The peaceful trading conditions that had characterised the first half of the week were brutally swept aside yesterday after a surprise CPI print from the US Bureau of Labour Statistics. According to the report, prices experienced their first decline in almost two years. The month-on-month figure fell to negative 0.1% in June, with the year-on-year falling to 3%. Both headline and core inflation rates fell below expectations.
Currencies were the first to react. The Dollar Currency Index immediately fell through the trapdoor, going on to lose half a percent on the day. Interestingly, the selloff in the greenback coincided with massive Yen buying, prompting speculation that Japanese authorities have finally stepped in to defend their currency. USDJPY plummeted an impressive 1.7% yesterday and the pair continued to probe lower in early trading in the Asian session this morning.

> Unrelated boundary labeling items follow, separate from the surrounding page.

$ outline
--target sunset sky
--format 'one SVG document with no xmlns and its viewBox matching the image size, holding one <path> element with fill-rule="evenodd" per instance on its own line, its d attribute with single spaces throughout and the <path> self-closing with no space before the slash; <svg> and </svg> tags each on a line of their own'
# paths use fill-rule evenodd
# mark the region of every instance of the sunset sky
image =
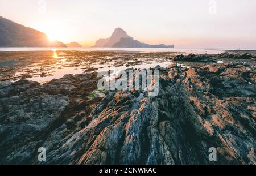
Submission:
<svg viewBox="0 0 256 176">
<path fill-rule="evenodd" d="M 84 46 L 121 27 L 151 44 L 255 49 L 256 1 L 212 1 L 0 0 L 0 16 Z"/>
</svg>

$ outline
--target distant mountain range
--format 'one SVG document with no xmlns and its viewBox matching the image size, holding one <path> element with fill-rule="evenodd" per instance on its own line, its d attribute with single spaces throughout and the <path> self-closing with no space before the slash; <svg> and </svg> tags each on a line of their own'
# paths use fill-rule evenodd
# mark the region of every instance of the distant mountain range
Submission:
<svg viewBox="0 0 256 176">
<path fill-rule="evenodd" d="M 121 28 L 116 28 L 110 37 L 96 41 L 93 47 L 113 48 L 174 48 L 174 45 L 149 45 L 142 43 L 128 36 L 126 32 Z"/>
<path fill-rule="evenodd" d="M 66 45 L 67 47 L 82 47 L 81 45 L 76 42 L 72 42 L 68 44 L 65 44 L 65 45 Z"/>
<path fill-rule="evenodd" d="M 26 27 L 0 16 L 0 47 L 67 47 L 50 41 L 43 32 Z"/>
</svg>

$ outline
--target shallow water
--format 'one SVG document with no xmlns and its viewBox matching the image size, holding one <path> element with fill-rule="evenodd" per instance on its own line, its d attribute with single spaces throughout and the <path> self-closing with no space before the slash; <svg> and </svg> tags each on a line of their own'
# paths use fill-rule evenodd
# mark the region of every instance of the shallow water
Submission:
<svg viewBox="0 0 256 176">
<path fill-rule="evenodd" d="M 75 51 L 123 51 L 134 52 L 178 52 L 193 54 L 219 54 L 221 50 L 210 49 L 189 49 L 189 48 L 0 48 L 1 51 L 49 51 L 49 50 L 75 50 Z"/>
</svg>

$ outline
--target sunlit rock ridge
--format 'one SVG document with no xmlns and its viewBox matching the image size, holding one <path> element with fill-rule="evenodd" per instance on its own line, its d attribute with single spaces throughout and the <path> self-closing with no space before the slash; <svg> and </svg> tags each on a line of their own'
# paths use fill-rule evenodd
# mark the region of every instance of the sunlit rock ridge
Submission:
<svg viewBox="0 0 256 176">
<path fill-rule="evenodd" d="M 0 16 L 0 47 L 66 47 L 50 41 L 43 32 L 24 27 Z"/>
<path fill-rule="evenodd" d="M 129 36 L 121 28 L 116 28 L 110 37 L 96 41 L 93 47 L 113 48 L 174 48 L 174 45 L 149 45 L 142 43 Z"/>
</svg>

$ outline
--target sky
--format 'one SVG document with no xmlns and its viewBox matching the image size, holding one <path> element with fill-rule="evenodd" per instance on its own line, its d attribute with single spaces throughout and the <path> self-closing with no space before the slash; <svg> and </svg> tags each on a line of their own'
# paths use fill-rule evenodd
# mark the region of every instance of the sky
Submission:
<svg viewBox="0 0 256 176">
<path fill-rule="evenodd" d="M 255 0 L 0 0 L 0 16 L 83 46 L 121 27 L 150 44 L 256 49 Z"/>
</svg>

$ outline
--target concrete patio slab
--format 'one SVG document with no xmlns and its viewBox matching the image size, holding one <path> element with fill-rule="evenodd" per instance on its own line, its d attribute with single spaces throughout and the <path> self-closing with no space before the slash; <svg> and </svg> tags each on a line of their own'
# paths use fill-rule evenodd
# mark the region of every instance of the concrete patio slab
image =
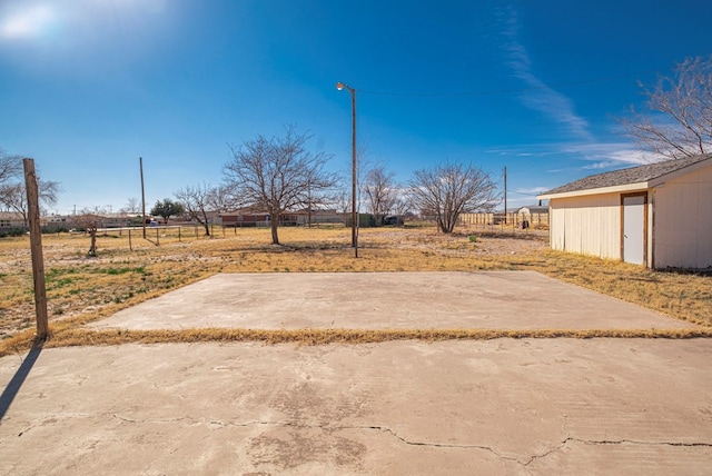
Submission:
<svg viewBox="0 0 712 476">
<path fill-rule="evenodd" d="M 0 388 L 14 388 L 2 396 L 0 474 L 669 475 L 712 460 L 705 339 L 22 357 L 0 359 Z"/>
<path fill-rule="evenodd" d="M 224 274 L 93 328 L 665 329 L 694 325 L 534 271 Z"/>
</svg>

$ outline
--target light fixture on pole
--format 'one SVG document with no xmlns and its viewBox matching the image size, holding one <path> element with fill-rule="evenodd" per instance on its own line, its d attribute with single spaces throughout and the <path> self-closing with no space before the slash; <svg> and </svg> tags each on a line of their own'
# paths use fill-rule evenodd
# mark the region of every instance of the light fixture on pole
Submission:
<svg viewBox="0 0 712 476">
<path fill-rule="evenodd" d="M 356 232 L 356 90 L 343 82 L 336 83 L 339 91 L 346 89 L 352 93 L 352 246 L 354 256 L 358 258 L 358 234 Z"/>
</svg>

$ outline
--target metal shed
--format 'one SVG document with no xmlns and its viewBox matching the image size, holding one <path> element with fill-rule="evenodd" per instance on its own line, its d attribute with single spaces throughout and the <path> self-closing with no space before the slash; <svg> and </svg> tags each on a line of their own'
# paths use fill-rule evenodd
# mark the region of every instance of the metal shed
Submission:
<svg viewBox="0 0 712 476">
<path fill-rule="evenodd" d="M 537 198 L 548 200 L 553 249 L 712 269 L 712 153 L 589 176 Z"/>
</svg>

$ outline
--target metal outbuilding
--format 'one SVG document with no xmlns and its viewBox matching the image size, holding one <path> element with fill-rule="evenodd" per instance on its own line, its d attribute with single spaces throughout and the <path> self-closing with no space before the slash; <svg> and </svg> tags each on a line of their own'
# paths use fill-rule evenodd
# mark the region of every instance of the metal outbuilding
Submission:
<svg viewBox="0 0 712 476">
<path fill-rule="evenodd" d="M 712 269 L 712 153 L 584 177 L 548 200 L 556 250 Z"/>
</svg>

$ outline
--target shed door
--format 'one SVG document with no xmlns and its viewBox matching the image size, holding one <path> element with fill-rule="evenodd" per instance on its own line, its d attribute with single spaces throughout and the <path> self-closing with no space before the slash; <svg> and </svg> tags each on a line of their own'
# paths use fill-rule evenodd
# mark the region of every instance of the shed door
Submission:
<svg viewBox="0 0 712 476">
<path fill-rule="evenodd" d="M 623 261 L 645 262 L 645 196 L 623 197 Z"/>
</svg>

Gold took the news well, gaining 1.9% to close at $2,415 an ounce, the first time it has closed above $2,400 since the end of May and not far off a new record high.

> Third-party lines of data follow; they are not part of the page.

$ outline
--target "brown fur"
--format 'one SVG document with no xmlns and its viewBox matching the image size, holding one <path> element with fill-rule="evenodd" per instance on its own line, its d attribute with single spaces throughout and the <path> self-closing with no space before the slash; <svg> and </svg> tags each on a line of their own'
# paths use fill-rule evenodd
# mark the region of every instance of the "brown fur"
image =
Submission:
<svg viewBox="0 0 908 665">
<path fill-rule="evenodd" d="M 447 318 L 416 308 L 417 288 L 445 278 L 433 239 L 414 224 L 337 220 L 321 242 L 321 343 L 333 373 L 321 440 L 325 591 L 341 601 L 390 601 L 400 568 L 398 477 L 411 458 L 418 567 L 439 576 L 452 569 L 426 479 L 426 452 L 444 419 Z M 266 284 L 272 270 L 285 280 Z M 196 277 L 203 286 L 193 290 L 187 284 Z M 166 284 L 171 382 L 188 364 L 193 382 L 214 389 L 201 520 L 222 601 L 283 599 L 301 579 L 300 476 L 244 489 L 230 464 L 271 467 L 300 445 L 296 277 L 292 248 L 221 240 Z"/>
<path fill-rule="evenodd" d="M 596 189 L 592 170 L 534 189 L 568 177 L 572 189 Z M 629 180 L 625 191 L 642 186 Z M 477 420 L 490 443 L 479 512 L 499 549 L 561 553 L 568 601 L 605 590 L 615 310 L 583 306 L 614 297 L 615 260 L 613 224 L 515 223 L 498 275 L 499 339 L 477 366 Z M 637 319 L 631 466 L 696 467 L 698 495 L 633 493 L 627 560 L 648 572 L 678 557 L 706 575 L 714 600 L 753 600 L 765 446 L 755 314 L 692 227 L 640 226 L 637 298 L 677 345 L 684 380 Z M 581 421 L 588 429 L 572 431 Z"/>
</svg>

The reaction in stocks was a bit more nuanced. Although on the face of it the prospect of lower interest rates is bullish for equities, the S&P 500 and Nasdaq Composite both experienced heavy selling pressure to close 0.88% and 1.95% in the red. The reasoning being the savvier investors appear to be rotating out of the major tech stocks that were almost solely responsible for the recent record-shattering rallies and diversifying into the smaller stocks that have so far remained on the sidelines. Indices have become very top-heavy in recent years, with a handful of outliers dragging up the average. Worth keeping an eye on where the smart money is headed.